Bilans obejmuje wszystkie nowo zarejestrowane zgony w ciągu 24 godzin między godz. 17 w poniedziałek a w godz. 17 we wtorek, w przypadku których testy potwierdziły obecność koronawirusa.
412 nowych zgonów to więcej niż w ciągu poprzednich trzech dni łącznie, ale do pewnego stopnia ten wzrost jest efektem statystycznym. Tamte liczby dotyczyły weekendu i to przedłużonego (poniedziałek był dniem wolnym od pracy), tymczasem w weekendy potwierdzanie koronawirusa jako przyczyny zgonów często odbywa się z opóźnieniem. W efekcie od kilku tygodni w danych za weekendy widoczne są spore spadki, a nieuwzględnione zgony są uzupełniane w statystykach w kolejnych dniach.

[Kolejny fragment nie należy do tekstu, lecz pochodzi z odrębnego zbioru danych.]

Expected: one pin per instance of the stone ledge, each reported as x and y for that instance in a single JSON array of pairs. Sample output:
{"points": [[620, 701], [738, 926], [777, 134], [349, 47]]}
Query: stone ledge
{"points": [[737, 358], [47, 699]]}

Brytyjskie ministerstwo zdrowia poinformowało również, że w ciągu ostatniej doby przeprowadzono ponad 117 tys. testów na obecność koronawirusa. To o ponad 7 tys. więcej niż poprzedniego dnia. Ale zgodnie z zapowiedzią premiera Borisa Johnsona do końca maja w Wielkiej Brytanii ma być wykonywanych co najmniej 200 tys. testów dziennie. Rekordowym wynikiem było do tej pory uzyskane w zeszłym tygodniu 177 tys.
Od początku epidemii w Wielkiej Brytanii przeprowadzono prawie 3,8 mln testów na obecność koronawirusa. Łącznie wykryto 267 240 zakażeń, z czego 2 013 w ciągu ostatniej doby. To o dziewięć więcej niż w bilansie z wtorku, ale zarazem trzecia najniższa liczba od 25 marca. Bilans testów i nowych zakażeń obejmuje 24 godziny między godz. 9 we wtorek a godz. 9 w środę.
Wielka Brytania zajmuje pierwsze miejsce w Europie i drugie na świecie - za Stanami Zjednoczonymi - pod względem liczby ofiar śmiertelnych Covid-19 oraz czwarte miejsce, jeśli chodzi o zakażenia - za Stanami Zjednoczonymi, Brazylią i Rosją.